Parliamentary question - E-4162/2008Parliamentary question

    Use of mercury

    by Claude Turmes (Verts/ALE)
    to the Commission

    The EU has decided to severely restrict the use of mercury because the metal is highly dangerous to human health and the environment. The Commission, however, took the decision to deal separately with dental amalgams and ask the SCENIHR committee to assess the potential health risks of mercury amalgam. The SCENIHR report was drawn up by four ‘house’ experts (SCENIHR and SCHER committees) and four representatives of the European dental profession, who were in favour of amalgam.

    1. Out of the 190 published articles quoted in the report, 90 are taken from dental journals. Among the voluminous body of published literature exploring the link between mercury in dental amalgam and Alzheimer’s disease, only one study is quoted, the small-scale Saxe study produced by dentists. What method was used to compile this bibliography, which likewise appears to be one-sided?

    2. Why did the Commission decide to treat mercury amalgam as a case apart? Will the mouths of European citizens be the last place where mercury may be stored once all its other uses — as is due to happen — have been abolished?

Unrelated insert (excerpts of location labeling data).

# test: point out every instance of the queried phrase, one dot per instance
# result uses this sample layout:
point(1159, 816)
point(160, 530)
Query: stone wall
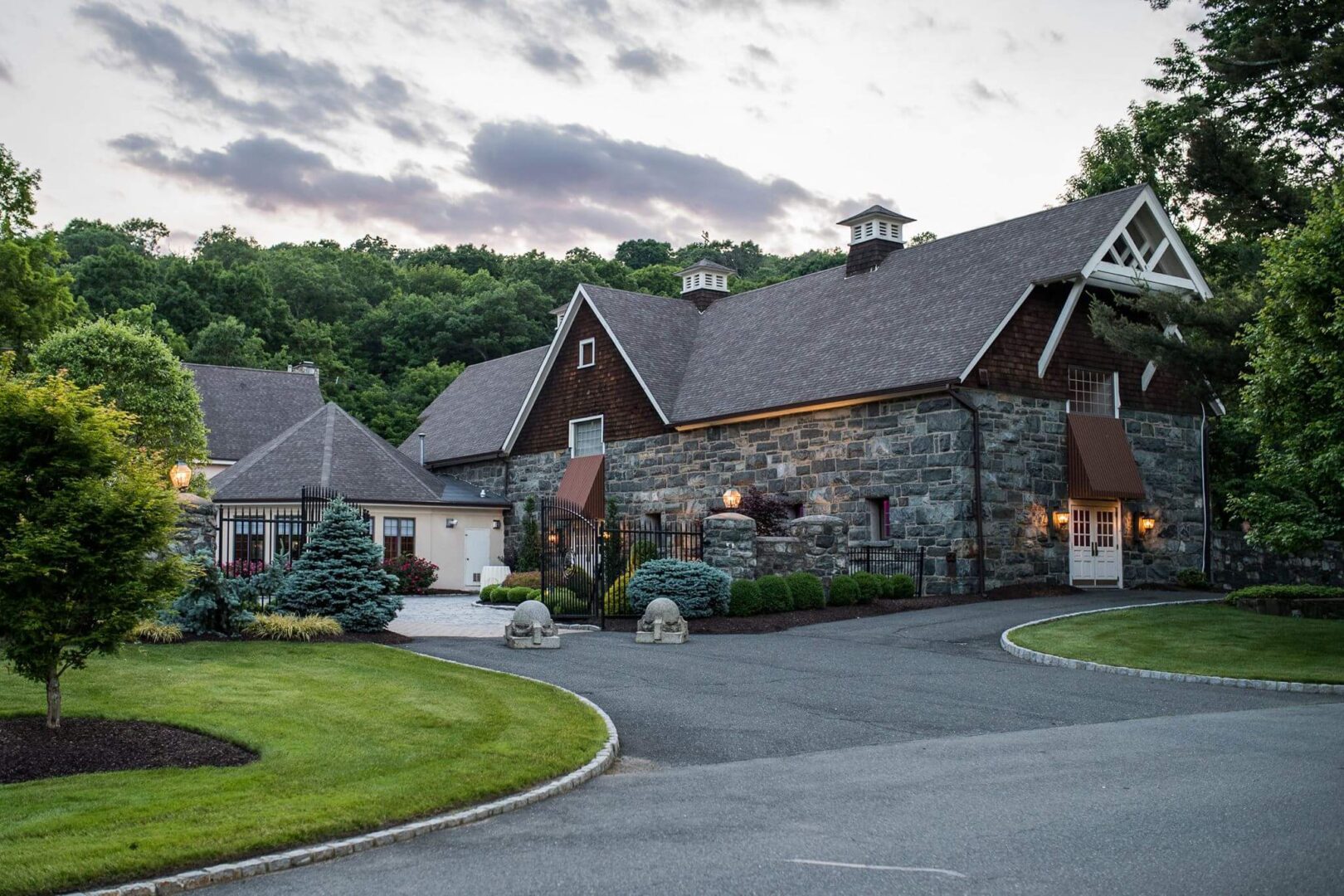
point(918, 455)
point(1238, 564)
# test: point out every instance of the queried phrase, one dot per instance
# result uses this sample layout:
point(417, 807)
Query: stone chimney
point(304, 367)
point(704, 282)
point(874, 234)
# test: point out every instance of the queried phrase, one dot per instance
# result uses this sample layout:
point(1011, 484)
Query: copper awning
point(1101, 464)
point(583, 488)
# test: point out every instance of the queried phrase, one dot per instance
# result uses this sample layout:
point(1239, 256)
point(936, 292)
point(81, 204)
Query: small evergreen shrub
point(414, 575)
point(1287, 592)
point(284, 626)
point(155, 631)
point(743, 598)
point(340, 575)
point(845, 592)
point(806, 592)
point(524, 579)
point(899, 587)
point(1192, 578)
point(776, 596)
point(698, 589)
point(212, 605)
point(869, 586)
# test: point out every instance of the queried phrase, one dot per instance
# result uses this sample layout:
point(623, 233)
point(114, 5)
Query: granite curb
point(226, 872)
point(1051, 660)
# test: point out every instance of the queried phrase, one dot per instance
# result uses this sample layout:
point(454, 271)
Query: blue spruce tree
point(340, 575)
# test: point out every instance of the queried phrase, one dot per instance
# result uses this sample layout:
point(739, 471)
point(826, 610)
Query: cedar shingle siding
point(569, 392)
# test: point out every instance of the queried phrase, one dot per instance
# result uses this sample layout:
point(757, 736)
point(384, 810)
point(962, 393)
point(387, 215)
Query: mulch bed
point(780, 621)
point(28, 750)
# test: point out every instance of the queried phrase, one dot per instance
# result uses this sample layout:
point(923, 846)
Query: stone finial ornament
point(531, 627)
point(661, 624)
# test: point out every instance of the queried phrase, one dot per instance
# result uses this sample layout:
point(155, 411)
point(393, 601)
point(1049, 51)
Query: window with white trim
point(1092, 392)
point(587, 437)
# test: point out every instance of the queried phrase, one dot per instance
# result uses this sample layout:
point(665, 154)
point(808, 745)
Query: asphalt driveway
point(897, 754)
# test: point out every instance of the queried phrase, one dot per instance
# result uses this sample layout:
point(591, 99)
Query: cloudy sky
point(561, 123)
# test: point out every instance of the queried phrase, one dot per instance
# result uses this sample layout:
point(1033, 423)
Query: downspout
point(979, 501)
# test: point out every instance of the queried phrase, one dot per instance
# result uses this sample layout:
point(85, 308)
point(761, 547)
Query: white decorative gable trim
point(578, 299)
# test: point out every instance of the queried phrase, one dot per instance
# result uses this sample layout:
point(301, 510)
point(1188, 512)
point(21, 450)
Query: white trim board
point(578, 299)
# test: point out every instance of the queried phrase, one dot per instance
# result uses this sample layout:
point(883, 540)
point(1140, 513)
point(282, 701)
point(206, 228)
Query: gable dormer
point(704, 282)
point(874, 234)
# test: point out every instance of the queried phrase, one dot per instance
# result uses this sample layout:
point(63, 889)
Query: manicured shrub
point(743, 598)
point(156, 631)
point(340, 575)
point(284, 626)
point(698, 589)
point(869, 586)
point(845, 592)
point(806, 592)
point(212, 605)
point(899, 587)
point(1191, 578)
point(414, 575)
point(1288, 592)
point(774, 594)
point(524, 579)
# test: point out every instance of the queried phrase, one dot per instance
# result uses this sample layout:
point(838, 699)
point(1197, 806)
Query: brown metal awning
point(583, 485)
point(1101, 464)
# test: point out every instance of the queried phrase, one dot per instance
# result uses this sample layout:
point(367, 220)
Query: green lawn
point(1203, 638)
point(351, 738)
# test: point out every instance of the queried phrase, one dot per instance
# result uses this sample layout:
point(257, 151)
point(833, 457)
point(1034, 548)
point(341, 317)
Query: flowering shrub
point(414, 575)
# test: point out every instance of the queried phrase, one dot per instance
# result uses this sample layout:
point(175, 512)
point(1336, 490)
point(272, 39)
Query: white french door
point(1094, 557)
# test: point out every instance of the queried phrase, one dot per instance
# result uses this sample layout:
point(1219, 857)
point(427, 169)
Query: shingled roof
point(918, 320)
point(331, 449)
point(246, 407)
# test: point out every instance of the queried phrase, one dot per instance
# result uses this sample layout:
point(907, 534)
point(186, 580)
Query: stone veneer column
point(825, 540)
point(730, 544)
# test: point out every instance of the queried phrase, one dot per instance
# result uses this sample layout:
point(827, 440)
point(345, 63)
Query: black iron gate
point(572, 562)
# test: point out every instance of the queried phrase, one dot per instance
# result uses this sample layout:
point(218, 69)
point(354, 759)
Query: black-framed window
point(398, 536)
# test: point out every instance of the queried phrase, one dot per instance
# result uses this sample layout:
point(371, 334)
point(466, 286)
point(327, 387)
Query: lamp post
point(180, 476)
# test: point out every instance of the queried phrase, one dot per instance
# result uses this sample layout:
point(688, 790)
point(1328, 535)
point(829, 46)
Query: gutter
point(979, 500)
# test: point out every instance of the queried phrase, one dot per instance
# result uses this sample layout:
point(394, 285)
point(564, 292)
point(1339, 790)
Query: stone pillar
point(825, 540)
point(730, 544)
point(197, 528)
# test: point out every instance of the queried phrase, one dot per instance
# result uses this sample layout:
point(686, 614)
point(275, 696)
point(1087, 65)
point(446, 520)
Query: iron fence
point(884, 561)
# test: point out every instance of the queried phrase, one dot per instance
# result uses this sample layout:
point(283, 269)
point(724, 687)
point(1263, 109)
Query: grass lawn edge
point(1071, 663)
point(293, 857)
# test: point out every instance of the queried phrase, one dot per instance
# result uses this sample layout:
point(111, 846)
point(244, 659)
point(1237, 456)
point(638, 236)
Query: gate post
point(728, 544)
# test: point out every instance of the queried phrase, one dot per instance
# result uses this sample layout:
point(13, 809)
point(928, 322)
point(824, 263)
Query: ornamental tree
point(85, 524)
point(340, 574)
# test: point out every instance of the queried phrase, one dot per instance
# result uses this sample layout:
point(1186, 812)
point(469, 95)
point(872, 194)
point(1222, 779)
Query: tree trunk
point(52, 698)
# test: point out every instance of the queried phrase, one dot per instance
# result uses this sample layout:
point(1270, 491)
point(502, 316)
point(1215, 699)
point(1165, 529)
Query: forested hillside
point(388, 328)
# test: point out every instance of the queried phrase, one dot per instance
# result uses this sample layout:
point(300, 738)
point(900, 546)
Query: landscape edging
point(226, 872)
point(1068, 663)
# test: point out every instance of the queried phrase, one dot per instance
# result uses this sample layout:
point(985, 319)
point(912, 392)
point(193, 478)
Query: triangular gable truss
point(577, 301)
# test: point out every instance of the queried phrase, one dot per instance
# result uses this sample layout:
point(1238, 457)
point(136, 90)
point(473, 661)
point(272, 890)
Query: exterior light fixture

    3. Do not ethical requirements imply that a scientific assessment should be conducted in complete independence by qualified experts? Why was it that no epidemiologist, toxicologist, immunologist, endocrinologist, or chemical toxicology expert specialising in the toxicity of mercury was called upon to take part?

    4. The SCENIHR assessment visibly failed to consider both sides of the question: why was it that the only persons asked to assist were representatives of the dental profession in favour of the material that they were supposed to assess?

    5. Given the vast public health issues at stake and the legitimate expectations of European citizens regarding democracy as applied to health, could the Commission set up a new expert working party in which, competent scientists, free from the influence of dental circles, would comply in every respect with the ethical rules in force (expertise, independence, and analysis and counter-analysis)?